Artikel 5, vierde lid, van het Besluit voorkoming verontreiniging door vuilnis van schepen bepaalt dat de strengere lozingsvoorschriften voor de aangewezen bijzondere gebieden pas zullen gelden na een bij koninklijk besluit vast te stellen tijdstip. Dit houdt verband met het bepaalde in Voorschrift 5 van Bijlage V van het verdrag. Hierin is bepaald dat de strengere lozingsvoorschriften pas in werking zullen treden op een door de IMO vast te stellen tijdstip, nadat deze organisatie heeft vastgesteld dat er in de havens van het betrokken bijzondere gebied voldoende ontvangstvoorzieningen aan de wal voor afgifte van vuilnis aanwezig zijn. Tot dit tijdstip zijn de lozingsvoorschriften zoals deze gelden buiten een bijzonder gebied, van toepassing. Hiertoe strekt onderdeel A, onder 6.

In het Antarctisch gebied kunnen in tegenstelling tot het Caribisch gebied en de eerder aangewezen bijzondere gebieden, geen ontvangstvoorzieningen aan de wal worden getroffen. Het vuilnis dat niet mag worden geloosd, moet aan boord worden opgeslagen voor latere afgifte aan de wal buiten het Antarctisch gebied. De strengere lozingsvoorschriften binnen het Antarctisch gebied zijn derhalve direct van toepassing bij inwerkingtreding van dit besluit. Op grond hiervan is het Antarctisch gebied niet opgenomen in onderdeel A, onder 6, dat strekt tot wijziging van artikel 5, vierde lid.

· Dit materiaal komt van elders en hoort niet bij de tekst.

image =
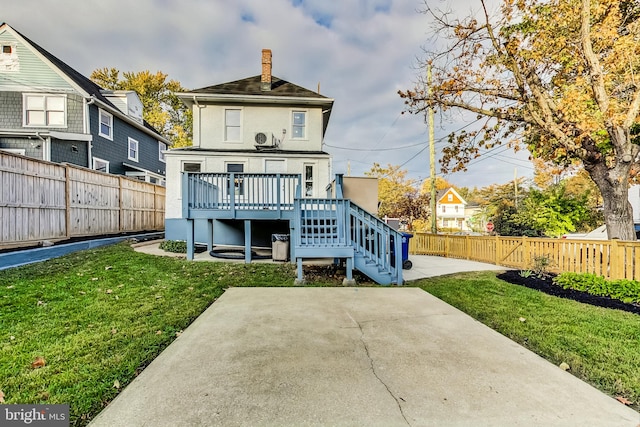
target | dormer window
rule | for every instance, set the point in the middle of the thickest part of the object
(9, 58)
(45, 110)
(106, 125)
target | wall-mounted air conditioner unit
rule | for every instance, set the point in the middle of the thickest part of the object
(266, 140)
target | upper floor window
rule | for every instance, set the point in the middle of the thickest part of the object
(45, 110)
(162, 147)
(232, 125)
(299, 125)
(100, 165)
(9, 60)
(133, 150)
(106, 125)
(308, 180)
(191, 167)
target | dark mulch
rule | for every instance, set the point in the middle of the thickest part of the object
(547, 286)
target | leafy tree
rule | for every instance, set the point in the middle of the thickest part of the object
(552, 212)
(559, 75)
(162, 108)
(399, 196)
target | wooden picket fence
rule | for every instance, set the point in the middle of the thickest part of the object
(41, 200)
(613, 259)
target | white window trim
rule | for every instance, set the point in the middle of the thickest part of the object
(160, 151)
(106, 113)
(129, 141)
(306, 124)
(313, 178)
(93, 163)
(44, 95)
(224, 126)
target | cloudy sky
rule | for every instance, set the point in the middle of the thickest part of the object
(360, 53)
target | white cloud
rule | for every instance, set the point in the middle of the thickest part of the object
(361, 52)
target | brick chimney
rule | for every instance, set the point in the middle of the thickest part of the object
(265, 80)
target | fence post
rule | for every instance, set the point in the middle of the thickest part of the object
(526, 258)
(67, 198)
(614, 260)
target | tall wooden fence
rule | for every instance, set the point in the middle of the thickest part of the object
(613, 259)
(47, 201)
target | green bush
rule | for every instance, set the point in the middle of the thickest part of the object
(625, 290)
(177, 246)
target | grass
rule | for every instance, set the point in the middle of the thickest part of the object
(602, 346)
(98, 317)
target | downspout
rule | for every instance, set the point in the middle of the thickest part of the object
(87, 129)
(200, 107)
(46, 148)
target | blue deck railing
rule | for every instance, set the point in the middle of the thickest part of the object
(238, 191)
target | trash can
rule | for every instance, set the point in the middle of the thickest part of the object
(406, 263)
(280, 247)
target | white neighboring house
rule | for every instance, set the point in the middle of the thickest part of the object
(260, 124)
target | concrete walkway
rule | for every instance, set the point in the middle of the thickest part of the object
(352, 357)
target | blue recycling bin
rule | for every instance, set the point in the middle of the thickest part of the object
(406, 263)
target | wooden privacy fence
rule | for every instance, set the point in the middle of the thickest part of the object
(613, 259)
(41, 200)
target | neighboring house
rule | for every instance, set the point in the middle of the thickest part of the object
(257, 168)
(452, 211)
(51, 112)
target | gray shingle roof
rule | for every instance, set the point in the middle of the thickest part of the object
(252, 86)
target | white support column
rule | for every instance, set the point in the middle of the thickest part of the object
(247, 241)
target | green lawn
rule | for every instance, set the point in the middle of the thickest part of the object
(602, 346)
(98, 317)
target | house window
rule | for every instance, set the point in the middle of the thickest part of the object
(106, 125)
(299, 125)
(45, 110)
(162, 147)
(308, 180)
(238, 182)
(133, 150)
(100, 165)
(191, 167)
(232, 128)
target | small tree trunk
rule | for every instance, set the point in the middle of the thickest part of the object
(614, 187)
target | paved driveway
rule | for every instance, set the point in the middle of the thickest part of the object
(352, 357)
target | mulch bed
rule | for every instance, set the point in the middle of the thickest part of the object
(547, 286)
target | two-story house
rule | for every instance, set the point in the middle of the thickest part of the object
(49, 111)
(451, 211)
(260, 124)
(257, 168)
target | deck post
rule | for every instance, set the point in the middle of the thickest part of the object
(247, 241)
(190, 239)
(209, 234)
(348, 281)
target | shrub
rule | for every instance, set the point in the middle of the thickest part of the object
(177, 246)
(623, 289)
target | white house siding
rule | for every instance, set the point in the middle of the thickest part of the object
(209, 126)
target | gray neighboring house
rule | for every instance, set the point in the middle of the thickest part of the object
(51, 112)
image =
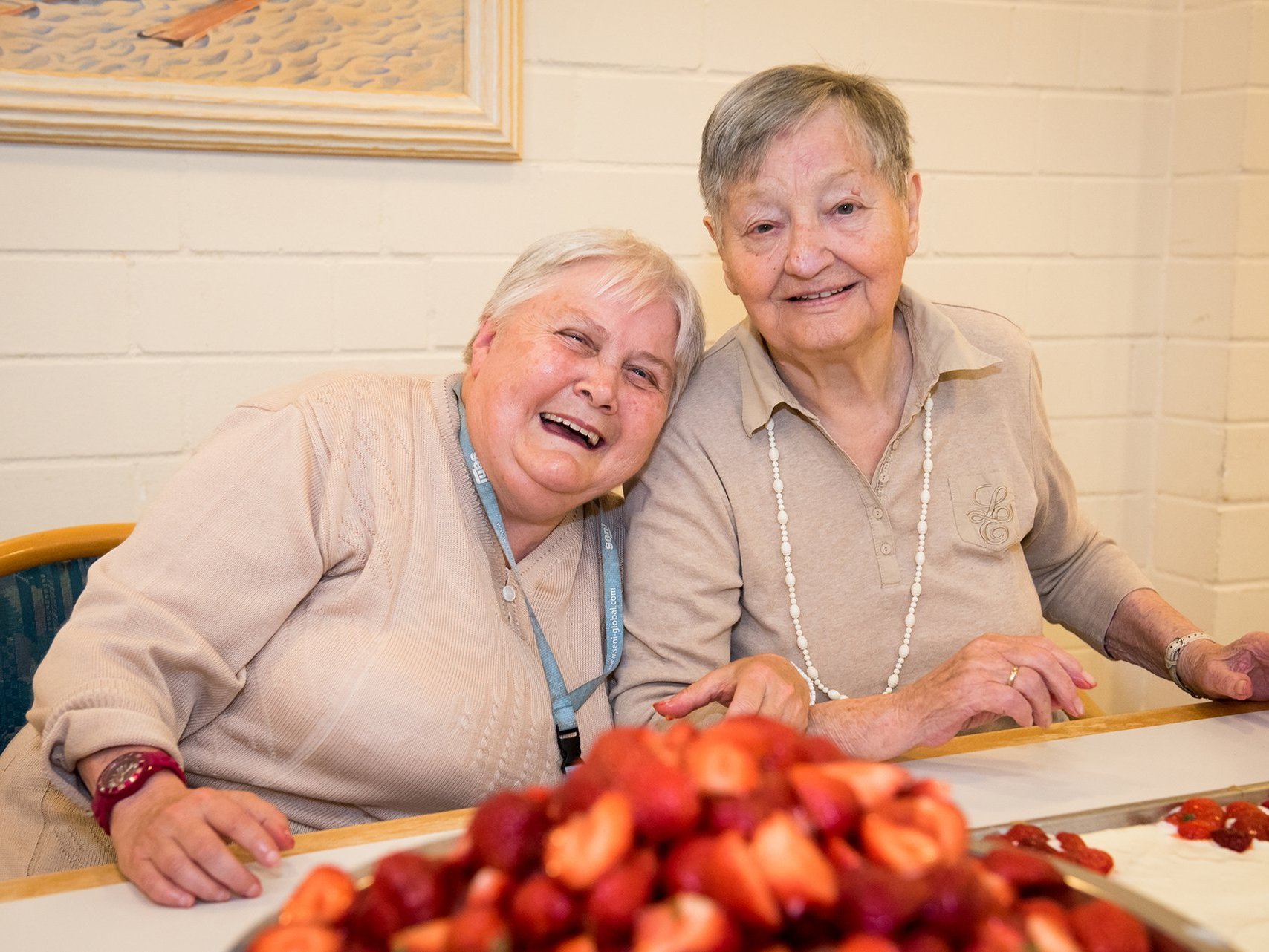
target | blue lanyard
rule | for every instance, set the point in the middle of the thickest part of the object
(564, 702)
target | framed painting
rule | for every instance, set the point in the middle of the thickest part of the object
(389, 77)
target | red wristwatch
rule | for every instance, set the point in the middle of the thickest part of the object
(125, 776)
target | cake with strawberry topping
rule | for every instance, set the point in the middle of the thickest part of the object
(744, 837)
(1206, 861)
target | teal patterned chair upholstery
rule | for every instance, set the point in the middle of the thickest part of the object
(41, 576)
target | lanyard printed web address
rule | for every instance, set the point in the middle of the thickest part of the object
(564, 702)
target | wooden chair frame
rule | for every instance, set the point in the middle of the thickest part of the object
(61, 544)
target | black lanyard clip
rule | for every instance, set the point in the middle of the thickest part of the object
(570, 747)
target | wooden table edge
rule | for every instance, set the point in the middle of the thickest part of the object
(109, 875)
(1085, 726)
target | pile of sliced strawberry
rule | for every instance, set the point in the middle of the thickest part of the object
(744, 837)
(1234, 827)
(1070, 846)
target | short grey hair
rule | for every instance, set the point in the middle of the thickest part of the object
(768, 104)
(637, 273)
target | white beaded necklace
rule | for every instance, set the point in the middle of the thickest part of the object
(791, 579)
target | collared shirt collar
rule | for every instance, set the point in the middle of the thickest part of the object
(938, 348)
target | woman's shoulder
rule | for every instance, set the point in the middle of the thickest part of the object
(347, 389)
(987, 330)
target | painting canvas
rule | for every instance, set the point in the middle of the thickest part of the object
(412, 77)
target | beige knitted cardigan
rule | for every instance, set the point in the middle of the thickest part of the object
(313, 611)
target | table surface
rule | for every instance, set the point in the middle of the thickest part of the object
(996, 777)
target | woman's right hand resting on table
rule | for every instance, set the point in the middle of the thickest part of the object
(172, 841)
(973, 688)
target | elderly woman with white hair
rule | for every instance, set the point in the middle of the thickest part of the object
(860, 483)
(366, 597)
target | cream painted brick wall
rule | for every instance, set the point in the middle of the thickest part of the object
(45, 313)
(1091, 173)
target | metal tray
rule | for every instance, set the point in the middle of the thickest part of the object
(1170, 930)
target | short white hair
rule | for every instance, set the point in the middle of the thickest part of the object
(637, 273)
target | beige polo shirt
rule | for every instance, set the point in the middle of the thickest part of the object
(1005, 541)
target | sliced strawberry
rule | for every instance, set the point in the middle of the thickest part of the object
(793, 866)
(297, 939)
(843, 856)
(1025, 835)
(878, 902)
(687, 865)
(898, 846)
(1025, 871)
(585, 846)
(322, 898)
(957, 896)
(374, 914)
(744, 813)
(828, 801)
(684, 923)
(618, 896)
(665, 799)
(489, 887)
(735, 881)
(1095, 860)
(867, 943)
(995, 934)
(1071, 842)
(543, 910)
(1103, 927)
(507, 830)
(1204, 809)
(1046, 926)
(426, 937)
(1234, 839)
(1256, 827)
(873, 783)
(939, 821)
(577, 794)
(773, 744)
(423, 887)
(925, 942)
(478, 930)
(1197, 829)
(720, 767)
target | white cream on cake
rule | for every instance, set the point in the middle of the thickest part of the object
(1215, 887)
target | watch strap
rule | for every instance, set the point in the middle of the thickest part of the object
(1173, 654)
(125, 776)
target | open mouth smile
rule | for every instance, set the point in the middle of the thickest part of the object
(821, 294)
(571, 430)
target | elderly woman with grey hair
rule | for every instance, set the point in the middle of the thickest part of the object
(860, 483)
(366, 597)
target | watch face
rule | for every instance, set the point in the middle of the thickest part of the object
(120, 772)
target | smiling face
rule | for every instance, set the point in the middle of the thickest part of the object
(566, 396)
(815, 244)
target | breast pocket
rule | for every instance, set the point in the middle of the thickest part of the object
(987, 512)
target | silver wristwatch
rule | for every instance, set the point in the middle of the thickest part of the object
(1173, 654)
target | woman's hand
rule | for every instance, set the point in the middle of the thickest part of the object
(765, 683)
(1238, 671)
(973, 688)
(172, 841)
(1025, 677)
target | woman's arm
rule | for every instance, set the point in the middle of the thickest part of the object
(160, 640)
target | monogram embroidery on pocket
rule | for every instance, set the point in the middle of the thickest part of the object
(993, 514)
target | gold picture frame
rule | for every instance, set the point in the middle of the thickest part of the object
(480, 121)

Ten slotte is van de gelegenheid gebruik gemaakt om een fout in de geografische afbakening en de interpunctie te herstellen in artikel 5, tweede lid, onderdeel e. Hiertoe strekt onderdeel A, onder 2.

B

Artikel 9 bevatte een delegatiebepaling van regelgevende bevoegdheid aan het hoofd van de Scheepvaartinspectie, die naar huidige opvattingen te weinig begrensd is en niet behoort te worden verleend aan een ambtelijke functionaris. Deze bepaling kan derhalve vervallen.

In onderdeel B is de delegatiebepaling van regelgevende bevoegdheid aan het hoofd van de Scheepvaartinspectie vervangen door een delegatiebepaling van regelgevende bevoegdheid aan de minister. Bovendien strekt onderdeel B ertoe om in een bij de uitvoering van het Besluit voorkoming verontreiniging door vuilnis van schepen gebleken behoefte te voorzien om overeengekomen voorschriften binnen met name de IMO, die veelal gedetailleerde en technische voorschriften bevatten, op efficiënte en effectieve wijze te implementeren in de nationale regelgeving. Bij de implementatie wordt, behoudens op ondergeschikte punten, geen keuze van beleidsinhoudelijke aard gemaakt. In geval van afwijking van deze voorschriften, hetgeen kan voorkomen indien Nederland bijvoorbeeld nadere voorschriften wil stellen, zal uitvoering bij algemene maatregel van bestuur geschieden.

Artikel II

Het Besluit voorkoming olieverontreiniging door schepen strekt tot uitvoering van Bijlage I (Annex I) van het verdrag. Artikel 26 van het besluit bevatte een delegatiebepaling van regelgevende bevoegdheid aan het hoofd van de Scheepvaartinspectie, die op grond van dezelfde reden als vermeld in de toelichting op onderdeel B van artikel I is komen te vervallen bij inwerkingtreding van het besluit van 1 juni 1994, houdende wijziging van het Besluit voorkoming olieverontreiniging door schepen (Stb. 444). Ook bij de uitvoering van het Besluit voorkoming olieverontreiniging door schepen is gebleken dat er behoefte bestaat om de in de toelichting op onderdeel B van artikel I bedoelde voorschriften op efficiënte en effectieve wijze te implementeren in de nationale regelgeving. Bij de implementatie van deze voorschriften wordt, behoudens op ondergeschikte punten, evenmin een keuze van beleidsinhoudelijke aard gemaakt. Overeenkomstig de toelichting op onderdeel B van artikel I zal in geval van afwijking van deze voorschriften uitvoering bij algemene maatregel van bestuur geschieden.

De Minister van Verkeer en Waterstaat,

A. Jorritsma-Lebbink

De Minister van Volkshuisvesting, Ruimtelijke Ordening en Milieubeheer,

Margaretha de Boer


XNoot
1

Stb. 1988, 636, laatstelijk gewijzigd bij besluit van 12 november 1993, Stb. 627.

XNoot
2

Stb. 1986, 160, laatstelijk gewijzigd bij besluit van 1 juni 1994, Stb. 444.

XHistnoot

Het advies van de Raad van State is openbaar gemaakt door terinzagelegging bij het Ministerie van Verkeer en Waterstaat.

Tevens zal het advies met de daarbij ter inzage gelegde stukken worden opgenomen in het bijvoegsel bij de Nederlandse Staatscourant van 13 juni 1995, nr. 111.